Hi everyone,
In the video Attention Model, it was explained that the hidden state of the post-attention LSTM, denoted as s^t
, is influenced by the previous hidden state s^{t-1}
, the context vector c^t
, and the previous output y^{t-1}
. Could someone explain the exact formula or steps used to calculate s^t
? Is it the same as a^{t}
in the second screenshot from week 1?
For a standard LSTM, without attention, the a^t corresponds to the hidden state after applying the output gate.

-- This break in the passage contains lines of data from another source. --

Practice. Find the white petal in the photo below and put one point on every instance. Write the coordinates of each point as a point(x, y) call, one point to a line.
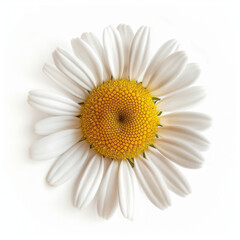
point(68, 164)
point(95, 44)
point(139, 52)
point(127, 35)
point(197, 121)
point(55, 144)
point(185, 135)
point(87, 55)
point(151, 182)
point(173, 177)
point(54, 124)
point(188, 77)
point(89, 182)
point(65, 82)
point(74, 69)
point(164, 51)
point(179, 152)
point(181, 99)
point(107, 195)
point(166, 72)
point(126, 189)
point(53, 103)
point(113, 48)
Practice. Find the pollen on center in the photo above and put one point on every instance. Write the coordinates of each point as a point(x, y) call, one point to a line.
point(119, 119)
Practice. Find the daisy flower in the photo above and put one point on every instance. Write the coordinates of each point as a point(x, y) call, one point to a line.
point(120, 120)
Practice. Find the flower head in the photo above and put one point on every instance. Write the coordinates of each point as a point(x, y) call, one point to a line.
point(121, 120)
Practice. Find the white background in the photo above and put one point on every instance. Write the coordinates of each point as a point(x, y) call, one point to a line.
point(29, 32)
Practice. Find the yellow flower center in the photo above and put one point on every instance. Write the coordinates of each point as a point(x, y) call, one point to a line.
point(119, 119)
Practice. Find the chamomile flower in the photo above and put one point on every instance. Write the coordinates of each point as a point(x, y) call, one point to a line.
point(123, 121)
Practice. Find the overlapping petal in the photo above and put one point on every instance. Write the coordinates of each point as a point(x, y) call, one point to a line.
point(87, 55)
point(164, 51)
point(167, 72)
point(108, 192)
point(96, 45)
point(179, 152)
point(74, 69)
point(68, 164)
point(53, 103)
point(127, 35)
point(89, 182)
point(173, 177)
point(55, 144)
point(139, 52)
point(152, 182)
point(65, 82)
point(126, 189)
point(181, 99)
point(113, 48)
point(194, 120)
point(187, 78)
point(57, 123)
point(186, 135)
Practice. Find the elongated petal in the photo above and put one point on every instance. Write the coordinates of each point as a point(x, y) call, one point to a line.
point(74, 69)
point(185, 135)
point(55, 124)
point(108, 192)
point(55, 144)
point(195, 120)
point(179, 152)
point(188, 77)
point(152, 182)
point(87, 55)
point(173, 177)
point(113, 48)
point(53, 103)
point(68, 164)
point(139, 52)
point(167, 72)
point(181, 99)
point(164, 51)
point(127, 35)
point(89, 182)
point(95, 44)
point(65, 82)
point(126, 189)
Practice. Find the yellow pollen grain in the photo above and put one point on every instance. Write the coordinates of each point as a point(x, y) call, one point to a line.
point(119, 119)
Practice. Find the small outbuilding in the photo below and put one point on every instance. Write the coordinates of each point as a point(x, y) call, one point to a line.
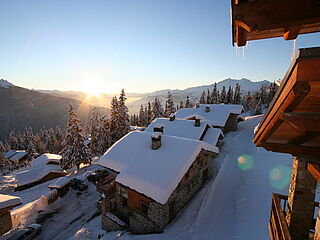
point(7, 202)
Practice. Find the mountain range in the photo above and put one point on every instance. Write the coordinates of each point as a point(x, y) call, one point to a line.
point(136, 99)
point(21, 107)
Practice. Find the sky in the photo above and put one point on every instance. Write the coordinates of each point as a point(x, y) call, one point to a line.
point(139, 45)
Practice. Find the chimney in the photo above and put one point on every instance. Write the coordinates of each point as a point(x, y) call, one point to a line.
point(172, 117)
point(197, 122)
point(158, 129)
point(156, 141)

In the case of the attention model, s^t in the post-attention LSTM follows a similar structure but now has additional input from the attention context vector c^t . Thus, s^t is essentially equivalent to a^t , but with the context of the attention mechanism included. In this respect, s^t in the post-attention LSTM behaves similarly to a^t in a regular LSTM, except that it incorporates the context vector c^t along with the previous hidden state s^{t-1} and previous output y^{t-1} .

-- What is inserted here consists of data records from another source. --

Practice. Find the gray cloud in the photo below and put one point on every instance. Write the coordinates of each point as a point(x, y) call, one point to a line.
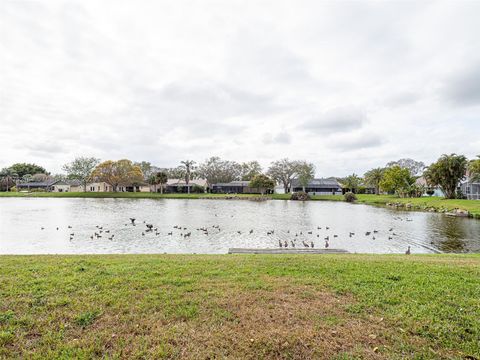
point(463, 88)
point(340, 119)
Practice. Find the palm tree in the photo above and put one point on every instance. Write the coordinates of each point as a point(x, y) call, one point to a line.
point(161, 178)
point(8, 175)
point(189, 166)
point(374, 177)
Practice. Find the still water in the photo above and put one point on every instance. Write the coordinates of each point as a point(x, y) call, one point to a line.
point(29, 226)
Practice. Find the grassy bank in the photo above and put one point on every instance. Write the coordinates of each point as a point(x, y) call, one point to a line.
point(424, 203)
point(235, 306)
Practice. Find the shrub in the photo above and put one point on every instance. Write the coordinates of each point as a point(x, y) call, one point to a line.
point(300, 195)
point(350, 197)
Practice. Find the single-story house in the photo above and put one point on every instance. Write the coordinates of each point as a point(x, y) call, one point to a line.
point(421, 181)
point(234, 187)
point(37, 185)
point(75, 185)
point(470, 189)
point(328, 186)
point(180, 186)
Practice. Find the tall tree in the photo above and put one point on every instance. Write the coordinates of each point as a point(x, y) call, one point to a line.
point(283, 171)
point(22, 169)
point(8, 178)
point(116, 173)
point(189, 167)
point(80, 169)
point(216, 170)
point(161, 178)
point(262, 182)
point(397, 180)
point(306, 172)
point(373, 178)
point(248, 170)
point(352, 182)
point(415, 167)
point(474, 169)
point(447, 173)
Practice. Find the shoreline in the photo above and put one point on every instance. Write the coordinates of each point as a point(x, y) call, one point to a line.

In the case of the attention model, the LSTM cell takes the context vector c^t as an additional input. So the input to the LSTM cell becomes [ y^{t-1}, c^t ] instead of just x^t , where y^{t-1} is the previous output. The steps remain similar:
-
Candidate Cell State \tilde{c}^t :
\tilde{c}^t = \tanh(W_c [ s^{t-1}, c^t, y^{t-1} ] + b_c)
-
Update Gate \Gamma_u :
\Gamma_u = \sigma(W_u [ s^{t-1}, c^t, y^{t-1} ] + b_u)
-
Forget Gate \Gamma_f :
\Gamma_f = \sigma(W_f [ s^{t-1}, c^t, y^{t-1} ] + b_f)
-
Output Gate \Gamma_o :
\Gamma_o = \sigma(W_o [ s^{t-1}, c^t, y^{t-1} ] + b_o)
-
Cell State Update c^t :
c^t = \Gamma_f \cdot c^{t-1} + \Gamma_u \cdot \tilde{c}^t
-
Hidden State s^t :
s^t = \Gamma_o \cdot \tanh(c^t)
2 Likes
Thank you for your thorough explanation! This helps me connect the dots.
1 Like